Le Tribunal pénal fédéral (TPF) a rejeté un recours du Ministère public de la Confédération, qui s'opposait à la levée de la détention préventive. Son frère Urs est déjà sorti de prison fin décembre.
L'Office des juges d'instruction fédéraux avait décidé de libérer Marco Tinner contre le versement d'un montant de 10'000 francs.
Une caution jugée insuffisante par le TPF qui l'a fixée à 100'000 dans une décision prise mercredi.
L'instance judiciaire fédérale juge que la détention préventive de Marco Tinner est devenue "disproportionnée".
Le frère de Marco Tinner, Urs, lance une offensive médiatique. Dans une interview accordée à l'émission "Temps Présent" de la TSR (diffusion ce soir à 20h15 sur TSR1) et à SF, il expose sa version des faits. Les documentaires doivent être diffusés dans la soirée.
Selon ses propres dires, Urs Tinner a été impliqué involontairement dans l'affaire de contrebande nucléaire. "On atterrit si vite dans quelque chose avec laquelle on ne voulait rien avoir à faire".

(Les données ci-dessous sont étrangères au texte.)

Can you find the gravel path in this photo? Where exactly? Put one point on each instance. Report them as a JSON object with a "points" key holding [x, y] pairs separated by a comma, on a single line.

L'ingénieur a passé quatre ans en détention préventive et n'a jusqu'à aujourd'hui pas été inculpé.
La "Weltwoche" publie elle un entretien avec le "père de la bombe atomique pakistanaise" Abdul Kader Khan.
Il décrit les Tinner comme une "famille honnête et droite" et se montre convaincu que le père, Friedrich, n'a jamais violé les règlements d'exportation suisses. Il dit ne pas bien connaître ses fils Urs et Marco.